Sorry if this has been posted before, but just saw
Post# of 148278
Quote:
Ted yesterday
A few of the tried-and-true douches are here, spending their precious weekend spreading fear and venom. There has been speculation ad nauseum about the cd12 mortality rate, all based on variables that none of us truly knows. Here are a few things that we do know, however.
1. Humanigen's lenzilumab, despite getting a lot of press (and government attention), does not have an ICD code. Isn't that interesting?
2. The lenzilumab trial was forced to increase its trail size after a DSMC review. Subsequently, it had to change its primary endpoint. The leronlimab trial had two DSMC look-ins. Enrollment was unchanged. Primary endpoint (mortality) was unchanged. In other words, one drug has been on track to meet its goal of safety and efficacy without alteration.
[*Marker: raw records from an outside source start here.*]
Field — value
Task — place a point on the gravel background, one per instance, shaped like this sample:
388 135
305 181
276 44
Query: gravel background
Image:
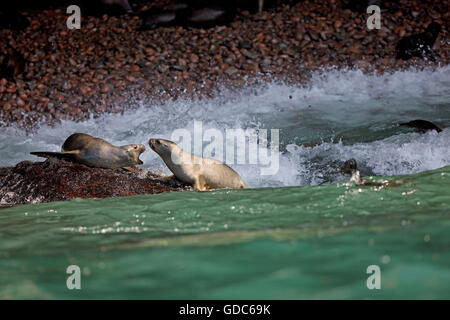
110 65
3. After the CD12 trial was fully enrolled, the FDA reinstated use of eINDs for leronlimab (the agency had suspended it in an effort to help enroll the trail faster).
4. The FDA then went a step further and granted open label extension, meaning that patients at the clinical trial sites are now all receiving leronlimab. Given that the FDA's primary purpose is to protect the public from unsafe drugs, why would the agency greenlight leronlimab for open label use unless it was perceived as safe and effective?
5. There are now three peer-reviewed papers (Yang, Agresti, Patterson) affirming leronlimab's mechanism of action against covid. Even if you throw out everything else as speculative, there is nothing speculative about being published in a peer-reviewed journal. It's unassailable evidence that the drug is working, validated by the scientific community.